You'll also want to let your audiologist know when something is not working well. It might take several tries to adjust your hearing aid. This means you may have to visit your audiologist several times, but it's worth the benefit of being able to hear your friends and what is happening around you.
Hearing aids should be comfortable. As your ear grows, your audiologist may need to change the earmold part of the hearing aid. If a hearing aid is really irritating your ear, contact your audiologist as soon as possible. The audiologist can adjust it and make sure you get the most comfortable hearing aid possible. Being able to hear well shouldn't hurt!
Earmolds are available in fun colors or ones that match your skin so you'll be able to pick a color you prefer. Cleaning makes a difference in hearing aid comfort. A perfectly comfortable hearing aid can become pretty uncomfortable over time if earwax builds up and is not taken care of every day. A dirty hearing aid not only can be uncomfortable, but also can lead to infections.
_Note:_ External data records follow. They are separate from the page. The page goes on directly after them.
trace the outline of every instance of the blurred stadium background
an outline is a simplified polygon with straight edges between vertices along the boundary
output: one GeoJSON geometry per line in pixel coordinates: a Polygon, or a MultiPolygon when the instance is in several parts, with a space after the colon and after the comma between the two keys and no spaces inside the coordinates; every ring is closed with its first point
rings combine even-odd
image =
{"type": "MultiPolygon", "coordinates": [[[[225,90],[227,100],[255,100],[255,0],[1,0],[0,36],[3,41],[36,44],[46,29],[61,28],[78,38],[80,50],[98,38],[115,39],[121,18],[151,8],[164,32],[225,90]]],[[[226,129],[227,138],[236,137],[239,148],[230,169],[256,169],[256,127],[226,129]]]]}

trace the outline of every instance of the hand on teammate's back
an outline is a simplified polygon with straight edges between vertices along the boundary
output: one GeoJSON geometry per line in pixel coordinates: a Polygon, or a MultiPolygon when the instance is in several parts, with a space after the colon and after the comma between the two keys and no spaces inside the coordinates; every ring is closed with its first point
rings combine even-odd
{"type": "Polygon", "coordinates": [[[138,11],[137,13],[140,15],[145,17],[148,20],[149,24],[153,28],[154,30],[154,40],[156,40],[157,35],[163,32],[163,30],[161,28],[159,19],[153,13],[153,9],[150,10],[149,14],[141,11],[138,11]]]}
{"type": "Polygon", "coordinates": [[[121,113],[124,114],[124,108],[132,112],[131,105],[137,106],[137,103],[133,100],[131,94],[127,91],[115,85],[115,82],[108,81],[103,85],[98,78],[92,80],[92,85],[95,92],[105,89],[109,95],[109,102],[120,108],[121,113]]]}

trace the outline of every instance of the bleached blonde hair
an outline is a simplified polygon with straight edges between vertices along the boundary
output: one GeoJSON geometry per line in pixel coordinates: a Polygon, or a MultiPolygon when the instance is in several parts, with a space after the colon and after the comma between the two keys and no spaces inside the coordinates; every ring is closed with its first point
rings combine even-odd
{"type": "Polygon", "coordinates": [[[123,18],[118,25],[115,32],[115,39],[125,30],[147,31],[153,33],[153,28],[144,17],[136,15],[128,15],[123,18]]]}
Most hearing aids come with cleaning instructions for that specific model. In general, though, make an effort to look over your hearing aid every night. After you take it out, give it a thorough inspection to make sure there is no fresh earwax building up on it. If you see any wax, wipe it off with a soft cloth or tissue. Avoid wiping a hearing aid with anything rough as it might affect its structure and effectiveness.
It's true that hearing aids aren't known as a fashion item. But if you wear hearing aids, you're probably more conscious of them than other people are. Most people don't even notice that someone is wearing a hearing aid when meeting him or her for the first time (or, in some cases, ever!).
Even if your friends or classmates know you wear hearing aids, they're likely to forget about them. They'll be too busy thinking about you as a person — what you're saying and doing — than the fact that you wear hearing aids.
It can take a little time to get used to the idea (and the feeling) of wearing hearing aids. But just keep focused on how much more you can hear with them. Most people would rather wear a barely noticeable device and be able to hear the world around them. Who'd want to miss hearing a crush say how good you look!
Note: All information is for educational purposes only. For specific medical advice, diagnoses, and treatment, consult your doctor.